In summary, here are the main points.

  1. Egyptian mathematics required many different symbols and techniques as numbers got larger or smaller (than one). Babylonian numbers required only 2 symbols and used the same techniques regardless of the kind of number.
  2. Egyptian fractions were exact but Babylonian fractions were only approximate.
From point above it is clear that the Babylonian numbers were superior in every way. Engineers and scientists realized this and used the Babylonian system well into the middle ages when it was supplanted by the even better Hindu base 10 positional system that lead to our modern decimal system.

But, perhaps unfortunately for mathematicians, the decision of which direction to go was made by Pythagoras. Pythagoras was a shaman rather than a mathematician and wanted to demonstrate to his followers the existence of non physical truth. Thus it was necessary to have mathematical statements be true or false such as "This triangle has area 13/7" but not "This triangle has area about 1.857". So Pythagoras chose to follow the Egyptian system of fractions. Although he, or his followers, may have had regrets later when they found numbers which could not be expressed as fractions, Plato and later Aristotle and Euclid endorsed Pythagoras' decision and to this day most mathematicians work only with fractions and invent new symbols for special types of numbers. We will call this exact mathematics.

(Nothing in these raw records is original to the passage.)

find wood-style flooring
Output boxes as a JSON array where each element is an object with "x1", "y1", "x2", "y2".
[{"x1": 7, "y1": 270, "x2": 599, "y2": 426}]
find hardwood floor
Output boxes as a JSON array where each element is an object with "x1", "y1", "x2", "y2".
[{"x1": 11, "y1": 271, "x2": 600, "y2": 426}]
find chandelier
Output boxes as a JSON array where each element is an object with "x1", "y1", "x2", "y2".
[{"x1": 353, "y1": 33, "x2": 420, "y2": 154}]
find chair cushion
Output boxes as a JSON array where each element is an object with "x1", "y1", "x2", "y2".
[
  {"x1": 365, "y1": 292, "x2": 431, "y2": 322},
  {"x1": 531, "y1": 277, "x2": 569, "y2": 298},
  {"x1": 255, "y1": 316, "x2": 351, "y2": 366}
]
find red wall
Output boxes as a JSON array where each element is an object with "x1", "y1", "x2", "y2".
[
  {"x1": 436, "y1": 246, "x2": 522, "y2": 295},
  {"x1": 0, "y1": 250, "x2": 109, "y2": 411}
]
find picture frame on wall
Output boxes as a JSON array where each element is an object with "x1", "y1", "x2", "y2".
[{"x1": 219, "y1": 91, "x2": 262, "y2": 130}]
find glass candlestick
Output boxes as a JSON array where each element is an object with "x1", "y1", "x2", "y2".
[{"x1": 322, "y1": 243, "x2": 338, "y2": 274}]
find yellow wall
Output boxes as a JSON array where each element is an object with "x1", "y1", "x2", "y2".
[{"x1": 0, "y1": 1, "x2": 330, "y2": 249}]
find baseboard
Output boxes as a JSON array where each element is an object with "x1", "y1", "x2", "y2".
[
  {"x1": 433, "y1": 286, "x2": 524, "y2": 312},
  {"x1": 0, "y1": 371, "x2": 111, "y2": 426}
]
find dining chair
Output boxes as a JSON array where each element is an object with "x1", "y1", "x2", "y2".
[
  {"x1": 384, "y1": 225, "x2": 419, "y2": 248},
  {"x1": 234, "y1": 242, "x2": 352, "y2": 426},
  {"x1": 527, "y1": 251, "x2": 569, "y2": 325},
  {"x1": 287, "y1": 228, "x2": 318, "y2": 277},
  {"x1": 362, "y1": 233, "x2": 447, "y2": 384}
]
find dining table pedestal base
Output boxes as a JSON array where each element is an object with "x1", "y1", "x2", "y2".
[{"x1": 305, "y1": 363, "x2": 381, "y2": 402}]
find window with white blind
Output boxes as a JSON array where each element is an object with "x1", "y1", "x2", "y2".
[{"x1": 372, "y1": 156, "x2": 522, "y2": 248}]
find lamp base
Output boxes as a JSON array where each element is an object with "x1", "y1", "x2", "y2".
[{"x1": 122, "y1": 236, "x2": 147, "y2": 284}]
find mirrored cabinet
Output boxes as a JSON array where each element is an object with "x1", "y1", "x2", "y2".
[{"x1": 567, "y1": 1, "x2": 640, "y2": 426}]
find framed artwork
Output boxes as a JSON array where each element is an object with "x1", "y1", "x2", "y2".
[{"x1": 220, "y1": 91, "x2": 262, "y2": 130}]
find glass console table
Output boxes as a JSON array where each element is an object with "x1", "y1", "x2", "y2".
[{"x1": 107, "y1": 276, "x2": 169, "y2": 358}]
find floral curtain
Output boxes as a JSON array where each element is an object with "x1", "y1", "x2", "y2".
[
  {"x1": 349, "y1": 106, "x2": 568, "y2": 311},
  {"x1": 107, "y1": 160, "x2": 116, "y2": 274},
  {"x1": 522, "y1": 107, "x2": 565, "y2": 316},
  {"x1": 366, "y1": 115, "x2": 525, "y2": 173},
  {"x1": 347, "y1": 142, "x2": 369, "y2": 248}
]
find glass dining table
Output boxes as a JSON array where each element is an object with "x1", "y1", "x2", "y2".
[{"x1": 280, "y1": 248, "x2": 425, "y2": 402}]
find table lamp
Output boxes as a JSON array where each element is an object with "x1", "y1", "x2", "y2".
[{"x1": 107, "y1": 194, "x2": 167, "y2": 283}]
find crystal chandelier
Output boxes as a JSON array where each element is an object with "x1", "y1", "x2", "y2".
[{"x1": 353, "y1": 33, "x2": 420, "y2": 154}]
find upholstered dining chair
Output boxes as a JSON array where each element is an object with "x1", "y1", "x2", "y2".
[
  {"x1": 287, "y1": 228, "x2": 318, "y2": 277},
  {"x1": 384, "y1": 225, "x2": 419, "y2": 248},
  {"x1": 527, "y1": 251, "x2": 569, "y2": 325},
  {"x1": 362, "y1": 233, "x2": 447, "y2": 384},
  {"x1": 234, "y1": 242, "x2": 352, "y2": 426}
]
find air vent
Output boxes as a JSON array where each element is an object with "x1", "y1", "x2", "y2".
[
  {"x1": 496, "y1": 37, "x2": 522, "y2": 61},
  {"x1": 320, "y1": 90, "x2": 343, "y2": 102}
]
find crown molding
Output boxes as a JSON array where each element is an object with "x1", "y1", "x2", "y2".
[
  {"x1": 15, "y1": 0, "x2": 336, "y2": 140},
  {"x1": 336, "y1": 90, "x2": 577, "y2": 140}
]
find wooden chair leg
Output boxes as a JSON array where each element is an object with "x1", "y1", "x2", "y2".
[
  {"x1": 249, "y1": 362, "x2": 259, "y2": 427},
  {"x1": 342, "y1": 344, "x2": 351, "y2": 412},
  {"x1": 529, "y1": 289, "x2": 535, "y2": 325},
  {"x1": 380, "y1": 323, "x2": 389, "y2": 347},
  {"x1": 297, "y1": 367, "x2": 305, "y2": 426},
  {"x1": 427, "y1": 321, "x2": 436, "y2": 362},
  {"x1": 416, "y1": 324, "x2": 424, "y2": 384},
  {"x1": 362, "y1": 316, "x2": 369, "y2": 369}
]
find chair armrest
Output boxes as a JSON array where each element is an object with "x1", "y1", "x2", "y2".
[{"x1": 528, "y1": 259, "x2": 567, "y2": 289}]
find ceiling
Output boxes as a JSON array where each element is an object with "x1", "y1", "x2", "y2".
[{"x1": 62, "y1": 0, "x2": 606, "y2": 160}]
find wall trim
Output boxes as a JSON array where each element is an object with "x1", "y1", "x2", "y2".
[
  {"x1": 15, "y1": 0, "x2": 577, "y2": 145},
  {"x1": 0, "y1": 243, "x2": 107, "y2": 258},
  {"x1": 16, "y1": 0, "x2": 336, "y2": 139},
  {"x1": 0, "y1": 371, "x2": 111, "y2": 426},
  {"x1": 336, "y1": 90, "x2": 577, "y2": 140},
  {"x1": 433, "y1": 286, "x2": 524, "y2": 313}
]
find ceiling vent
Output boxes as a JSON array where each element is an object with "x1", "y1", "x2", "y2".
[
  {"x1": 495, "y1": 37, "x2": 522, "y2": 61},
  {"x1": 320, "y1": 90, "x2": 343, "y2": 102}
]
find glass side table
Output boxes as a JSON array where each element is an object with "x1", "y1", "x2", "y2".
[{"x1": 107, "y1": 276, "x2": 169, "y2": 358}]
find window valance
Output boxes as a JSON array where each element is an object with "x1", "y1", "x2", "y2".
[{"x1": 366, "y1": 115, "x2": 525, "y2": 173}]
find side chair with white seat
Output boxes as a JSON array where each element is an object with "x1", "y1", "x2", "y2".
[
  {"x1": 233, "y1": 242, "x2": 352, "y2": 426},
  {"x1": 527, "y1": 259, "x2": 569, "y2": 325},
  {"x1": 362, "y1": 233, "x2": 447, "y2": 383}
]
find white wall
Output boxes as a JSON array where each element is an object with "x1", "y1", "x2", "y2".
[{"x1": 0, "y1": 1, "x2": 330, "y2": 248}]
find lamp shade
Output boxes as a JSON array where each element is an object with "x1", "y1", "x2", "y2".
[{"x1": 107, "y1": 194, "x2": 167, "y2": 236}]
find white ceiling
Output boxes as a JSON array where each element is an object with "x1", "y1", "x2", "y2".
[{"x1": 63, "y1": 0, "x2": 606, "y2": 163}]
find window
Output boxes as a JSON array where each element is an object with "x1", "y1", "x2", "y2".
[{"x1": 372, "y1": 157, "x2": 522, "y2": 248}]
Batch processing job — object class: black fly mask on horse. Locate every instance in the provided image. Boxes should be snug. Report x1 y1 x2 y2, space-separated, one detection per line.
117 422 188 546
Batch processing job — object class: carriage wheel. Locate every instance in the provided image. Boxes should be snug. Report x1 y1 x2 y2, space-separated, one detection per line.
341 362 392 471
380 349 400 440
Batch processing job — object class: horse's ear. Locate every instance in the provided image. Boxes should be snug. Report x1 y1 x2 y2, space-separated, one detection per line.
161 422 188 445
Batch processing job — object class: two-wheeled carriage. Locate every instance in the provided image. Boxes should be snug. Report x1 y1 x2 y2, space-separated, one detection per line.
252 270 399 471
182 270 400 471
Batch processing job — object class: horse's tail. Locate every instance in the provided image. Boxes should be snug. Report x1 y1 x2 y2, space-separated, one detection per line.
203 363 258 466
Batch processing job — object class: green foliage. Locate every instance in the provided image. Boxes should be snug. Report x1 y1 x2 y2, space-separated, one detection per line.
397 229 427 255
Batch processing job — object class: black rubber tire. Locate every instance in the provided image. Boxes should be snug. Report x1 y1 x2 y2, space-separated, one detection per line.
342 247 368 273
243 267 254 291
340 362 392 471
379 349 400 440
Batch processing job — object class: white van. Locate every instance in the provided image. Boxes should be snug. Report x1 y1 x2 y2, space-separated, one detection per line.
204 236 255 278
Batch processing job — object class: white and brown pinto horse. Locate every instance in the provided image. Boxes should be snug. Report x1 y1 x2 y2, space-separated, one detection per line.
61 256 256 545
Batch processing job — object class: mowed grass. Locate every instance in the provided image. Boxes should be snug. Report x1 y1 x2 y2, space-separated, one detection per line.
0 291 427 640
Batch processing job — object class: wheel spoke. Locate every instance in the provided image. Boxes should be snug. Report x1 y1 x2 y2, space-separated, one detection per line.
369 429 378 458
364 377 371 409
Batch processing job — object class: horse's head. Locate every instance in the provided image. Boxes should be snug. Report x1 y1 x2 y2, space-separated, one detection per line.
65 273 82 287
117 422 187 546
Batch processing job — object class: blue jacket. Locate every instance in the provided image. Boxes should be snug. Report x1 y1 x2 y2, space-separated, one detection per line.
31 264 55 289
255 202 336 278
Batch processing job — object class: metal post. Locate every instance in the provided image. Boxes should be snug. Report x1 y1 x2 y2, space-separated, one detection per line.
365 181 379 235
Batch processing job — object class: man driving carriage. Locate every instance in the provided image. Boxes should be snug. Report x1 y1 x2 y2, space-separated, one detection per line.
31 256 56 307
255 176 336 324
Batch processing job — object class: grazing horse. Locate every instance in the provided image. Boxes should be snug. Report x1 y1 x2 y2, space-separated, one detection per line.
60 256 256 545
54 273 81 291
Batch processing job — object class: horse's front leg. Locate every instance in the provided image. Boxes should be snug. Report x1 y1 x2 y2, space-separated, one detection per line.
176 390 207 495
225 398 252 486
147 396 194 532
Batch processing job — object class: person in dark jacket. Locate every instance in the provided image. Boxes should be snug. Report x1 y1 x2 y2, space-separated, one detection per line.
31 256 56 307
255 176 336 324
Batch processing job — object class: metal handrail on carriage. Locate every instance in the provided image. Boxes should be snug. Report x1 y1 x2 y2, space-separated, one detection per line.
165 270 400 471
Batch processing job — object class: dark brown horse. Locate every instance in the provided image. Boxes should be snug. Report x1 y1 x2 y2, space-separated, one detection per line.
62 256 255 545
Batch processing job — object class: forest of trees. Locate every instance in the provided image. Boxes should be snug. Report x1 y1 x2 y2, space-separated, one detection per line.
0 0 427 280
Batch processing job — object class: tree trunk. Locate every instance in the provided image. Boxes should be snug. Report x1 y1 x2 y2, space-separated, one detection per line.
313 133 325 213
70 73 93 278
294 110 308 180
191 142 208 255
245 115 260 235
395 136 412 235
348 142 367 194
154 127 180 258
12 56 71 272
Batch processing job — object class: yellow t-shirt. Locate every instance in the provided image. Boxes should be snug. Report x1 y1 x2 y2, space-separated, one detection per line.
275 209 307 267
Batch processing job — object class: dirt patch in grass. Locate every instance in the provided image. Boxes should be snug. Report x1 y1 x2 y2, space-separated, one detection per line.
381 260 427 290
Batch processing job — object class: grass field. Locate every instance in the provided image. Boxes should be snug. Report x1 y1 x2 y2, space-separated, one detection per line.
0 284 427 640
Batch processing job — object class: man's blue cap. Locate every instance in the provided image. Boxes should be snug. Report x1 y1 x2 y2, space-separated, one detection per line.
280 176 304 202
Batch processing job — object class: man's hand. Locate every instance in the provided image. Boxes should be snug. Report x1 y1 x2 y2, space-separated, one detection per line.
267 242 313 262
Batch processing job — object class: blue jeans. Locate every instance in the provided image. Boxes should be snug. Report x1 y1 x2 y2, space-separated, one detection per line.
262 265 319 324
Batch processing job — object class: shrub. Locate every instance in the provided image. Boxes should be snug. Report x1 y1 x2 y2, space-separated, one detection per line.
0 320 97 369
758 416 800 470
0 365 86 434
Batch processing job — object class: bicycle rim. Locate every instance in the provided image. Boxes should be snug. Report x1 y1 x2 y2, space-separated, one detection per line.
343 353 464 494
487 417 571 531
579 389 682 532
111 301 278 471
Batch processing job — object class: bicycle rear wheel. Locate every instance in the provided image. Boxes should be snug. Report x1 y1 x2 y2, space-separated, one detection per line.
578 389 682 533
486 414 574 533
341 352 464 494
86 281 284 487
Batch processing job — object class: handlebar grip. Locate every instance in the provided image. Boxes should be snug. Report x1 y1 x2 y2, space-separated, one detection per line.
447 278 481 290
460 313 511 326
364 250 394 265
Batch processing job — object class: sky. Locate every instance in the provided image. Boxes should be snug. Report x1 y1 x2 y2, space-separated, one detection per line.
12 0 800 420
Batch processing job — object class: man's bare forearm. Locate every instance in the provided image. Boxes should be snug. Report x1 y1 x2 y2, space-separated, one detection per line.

But fractions are impractical for practical computation so non-mathematicians work with approximate decimals. Since two approximate decimals may not be undisputably declared "equal" or "not equal" the rules for this mathematics are different. We call this numerical mathematics. Fibonacci was influencial in introducing the decimal numbers and early numerical methods into western mathematics in 1202. Strangely, his most famous numerical calculation, a solution of an irrational root of a cubic equation, was done using Babylonian numbers to 6 sexagesmal places.